In the square in front of City Hall there was a special play event for children. “It’s Snow Day,” said a lady in red Santa hat. “It happens every year. It’s free.” The mayor’s office referred to it as the Snow Park.
There was a gentle snow-slope constructed in the middle of the sandy ground of the square, to provide Californian children with the snow of which they are probably deprived. Small children were climbing the steps up the back, and being carefully placed on large plastic trays – the organisers referred to them as saucers – then gently launched downhill.
The slope was so gentle and the organisers so careful that some of the smaller, lighter children hardly made it half-way to where their parents were waiting with cameras at the end of the enclosure. Even so, some of the saucers wobbled on their journey and the kids spilled out, surprised.

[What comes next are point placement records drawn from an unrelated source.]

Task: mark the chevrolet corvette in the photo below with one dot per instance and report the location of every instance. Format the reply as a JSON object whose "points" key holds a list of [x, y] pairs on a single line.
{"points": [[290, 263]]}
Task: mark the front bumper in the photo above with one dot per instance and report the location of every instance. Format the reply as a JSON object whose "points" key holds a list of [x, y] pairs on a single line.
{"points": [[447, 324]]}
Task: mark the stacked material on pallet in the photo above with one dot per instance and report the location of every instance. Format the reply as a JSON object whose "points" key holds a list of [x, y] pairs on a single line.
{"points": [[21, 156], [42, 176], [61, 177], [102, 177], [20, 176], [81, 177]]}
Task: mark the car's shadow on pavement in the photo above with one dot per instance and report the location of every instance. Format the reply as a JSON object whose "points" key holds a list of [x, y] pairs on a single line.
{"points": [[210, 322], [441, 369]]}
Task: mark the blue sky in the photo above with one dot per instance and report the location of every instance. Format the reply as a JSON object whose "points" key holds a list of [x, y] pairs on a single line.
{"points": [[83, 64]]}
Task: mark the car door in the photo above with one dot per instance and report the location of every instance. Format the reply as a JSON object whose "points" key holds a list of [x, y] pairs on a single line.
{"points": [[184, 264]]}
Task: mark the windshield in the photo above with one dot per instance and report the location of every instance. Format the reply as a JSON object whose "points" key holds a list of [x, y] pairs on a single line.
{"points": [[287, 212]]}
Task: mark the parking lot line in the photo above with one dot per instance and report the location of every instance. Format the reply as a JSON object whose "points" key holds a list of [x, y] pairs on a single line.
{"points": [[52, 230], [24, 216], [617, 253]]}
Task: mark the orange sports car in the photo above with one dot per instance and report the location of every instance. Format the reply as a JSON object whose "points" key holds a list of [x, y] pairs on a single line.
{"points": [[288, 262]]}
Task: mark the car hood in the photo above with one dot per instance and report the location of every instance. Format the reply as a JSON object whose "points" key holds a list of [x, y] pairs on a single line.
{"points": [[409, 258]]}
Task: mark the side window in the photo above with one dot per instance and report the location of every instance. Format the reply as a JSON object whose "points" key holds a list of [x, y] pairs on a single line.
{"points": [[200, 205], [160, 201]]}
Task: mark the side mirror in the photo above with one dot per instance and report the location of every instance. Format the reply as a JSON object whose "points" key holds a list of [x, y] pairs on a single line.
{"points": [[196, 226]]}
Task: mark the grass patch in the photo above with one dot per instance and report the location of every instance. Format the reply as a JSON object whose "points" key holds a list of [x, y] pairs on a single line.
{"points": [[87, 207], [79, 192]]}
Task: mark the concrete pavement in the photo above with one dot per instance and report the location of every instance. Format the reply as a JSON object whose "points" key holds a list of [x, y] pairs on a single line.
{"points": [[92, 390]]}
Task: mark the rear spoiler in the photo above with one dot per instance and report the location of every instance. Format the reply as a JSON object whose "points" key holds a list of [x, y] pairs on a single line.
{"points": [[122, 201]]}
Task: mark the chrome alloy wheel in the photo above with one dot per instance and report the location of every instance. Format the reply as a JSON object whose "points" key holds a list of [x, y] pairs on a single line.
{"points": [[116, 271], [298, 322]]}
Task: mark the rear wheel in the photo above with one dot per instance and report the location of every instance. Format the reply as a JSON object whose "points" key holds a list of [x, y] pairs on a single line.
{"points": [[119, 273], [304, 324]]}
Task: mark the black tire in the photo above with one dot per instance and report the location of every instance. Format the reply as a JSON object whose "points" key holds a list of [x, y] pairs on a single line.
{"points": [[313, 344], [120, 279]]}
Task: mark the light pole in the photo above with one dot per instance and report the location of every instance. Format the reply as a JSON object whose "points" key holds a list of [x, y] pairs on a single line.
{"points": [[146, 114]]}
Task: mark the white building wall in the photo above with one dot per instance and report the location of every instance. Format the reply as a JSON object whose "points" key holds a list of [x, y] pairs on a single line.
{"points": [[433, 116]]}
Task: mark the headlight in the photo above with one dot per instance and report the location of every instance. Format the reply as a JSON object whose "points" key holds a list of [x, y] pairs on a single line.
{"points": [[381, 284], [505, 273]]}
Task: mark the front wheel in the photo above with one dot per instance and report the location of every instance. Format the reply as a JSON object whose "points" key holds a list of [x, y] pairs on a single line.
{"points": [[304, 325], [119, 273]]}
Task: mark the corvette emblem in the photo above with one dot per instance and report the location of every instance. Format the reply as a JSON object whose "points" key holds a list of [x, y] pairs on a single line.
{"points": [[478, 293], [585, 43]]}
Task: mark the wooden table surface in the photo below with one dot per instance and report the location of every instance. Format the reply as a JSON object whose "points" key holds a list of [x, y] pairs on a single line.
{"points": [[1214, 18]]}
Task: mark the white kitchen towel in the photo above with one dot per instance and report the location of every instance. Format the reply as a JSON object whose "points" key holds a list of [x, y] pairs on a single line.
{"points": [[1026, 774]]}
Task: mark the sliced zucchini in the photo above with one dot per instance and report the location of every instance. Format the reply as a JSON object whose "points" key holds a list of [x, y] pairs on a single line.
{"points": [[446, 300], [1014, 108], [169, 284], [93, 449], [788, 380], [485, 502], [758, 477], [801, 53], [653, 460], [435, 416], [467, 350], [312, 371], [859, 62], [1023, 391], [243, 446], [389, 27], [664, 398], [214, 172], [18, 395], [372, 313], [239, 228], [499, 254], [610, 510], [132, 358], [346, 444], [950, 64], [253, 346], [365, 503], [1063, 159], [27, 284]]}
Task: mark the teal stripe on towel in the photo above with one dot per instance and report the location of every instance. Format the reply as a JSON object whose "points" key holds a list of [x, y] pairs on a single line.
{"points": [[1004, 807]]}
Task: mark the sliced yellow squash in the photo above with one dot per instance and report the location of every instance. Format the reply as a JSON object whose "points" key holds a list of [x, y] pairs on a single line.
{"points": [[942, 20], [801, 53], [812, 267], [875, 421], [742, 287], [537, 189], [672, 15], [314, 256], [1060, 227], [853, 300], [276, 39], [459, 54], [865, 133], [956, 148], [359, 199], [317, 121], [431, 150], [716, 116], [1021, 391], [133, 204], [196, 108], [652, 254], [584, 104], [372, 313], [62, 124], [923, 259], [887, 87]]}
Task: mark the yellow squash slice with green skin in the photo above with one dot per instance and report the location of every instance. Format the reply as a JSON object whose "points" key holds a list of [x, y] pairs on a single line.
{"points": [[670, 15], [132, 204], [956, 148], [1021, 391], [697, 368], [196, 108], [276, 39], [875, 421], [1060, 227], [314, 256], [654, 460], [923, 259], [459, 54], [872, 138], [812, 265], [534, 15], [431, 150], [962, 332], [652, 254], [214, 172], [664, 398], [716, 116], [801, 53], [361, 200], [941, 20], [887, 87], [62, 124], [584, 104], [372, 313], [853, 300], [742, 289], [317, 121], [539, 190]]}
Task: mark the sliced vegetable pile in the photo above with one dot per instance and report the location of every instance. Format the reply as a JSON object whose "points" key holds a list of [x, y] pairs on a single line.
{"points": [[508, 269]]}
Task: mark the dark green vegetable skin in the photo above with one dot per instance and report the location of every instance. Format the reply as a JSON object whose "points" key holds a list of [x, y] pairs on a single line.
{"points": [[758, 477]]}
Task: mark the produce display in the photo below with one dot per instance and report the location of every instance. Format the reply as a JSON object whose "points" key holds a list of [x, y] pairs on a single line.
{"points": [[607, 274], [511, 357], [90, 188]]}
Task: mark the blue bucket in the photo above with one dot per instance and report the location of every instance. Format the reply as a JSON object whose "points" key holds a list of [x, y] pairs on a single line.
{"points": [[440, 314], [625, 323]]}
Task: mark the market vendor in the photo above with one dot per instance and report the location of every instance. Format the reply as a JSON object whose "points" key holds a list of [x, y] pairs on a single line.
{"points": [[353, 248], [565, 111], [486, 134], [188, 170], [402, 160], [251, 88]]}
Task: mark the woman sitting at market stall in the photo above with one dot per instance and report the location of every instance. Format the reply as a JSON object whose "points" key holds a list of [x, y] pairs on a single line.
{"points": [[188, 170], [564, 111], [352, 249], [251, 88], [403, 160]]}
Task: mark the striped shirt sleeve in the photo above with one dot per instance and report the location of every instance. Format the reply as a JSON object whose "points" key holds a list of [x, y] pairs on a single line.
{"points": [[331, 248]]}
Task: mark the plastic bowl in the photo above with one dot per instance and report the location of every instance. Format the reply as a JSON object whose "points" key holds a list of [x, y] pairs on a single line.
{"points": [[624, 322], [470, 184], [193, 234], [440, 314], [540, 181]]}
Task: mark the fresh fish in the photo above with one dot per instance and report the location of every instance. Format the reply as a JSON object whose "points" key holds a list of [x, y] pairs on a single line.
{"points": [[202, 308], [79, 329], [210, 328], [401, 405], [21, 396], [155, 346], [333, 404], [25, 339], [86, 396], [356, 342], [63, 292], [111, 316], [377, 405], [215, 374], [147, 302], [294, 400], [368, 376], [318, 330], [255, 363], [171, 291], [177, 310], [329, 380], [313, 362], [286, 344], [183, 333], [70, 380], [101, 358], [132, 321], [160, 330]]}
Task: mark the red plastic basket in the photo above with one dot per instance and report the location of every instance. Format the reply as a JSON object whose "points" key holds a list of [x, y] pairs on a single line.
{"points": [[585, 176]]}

All the adults working on the entertainments were wearing Santa hats. In fact Santa himself was there, in a small pavilion tent, accompanied by a talking reindeer. Some of us felt that the reindeer had overdone it a bit on the lip gloss, but she seemed an amiable sort, one of life’s enthusiasts. “Did I ever!” the reindeer was saying to some small children and their mothers. “Did I ever!”
There were three bouncy castles, one of which was a special one for people under four years of age. Each bouncy edifice came with a strident warning: “Do not enter unless operator is on duty”. The under-fours were not allowed on to their specific bouncy thing, another sign said, unless accompanied by an adult.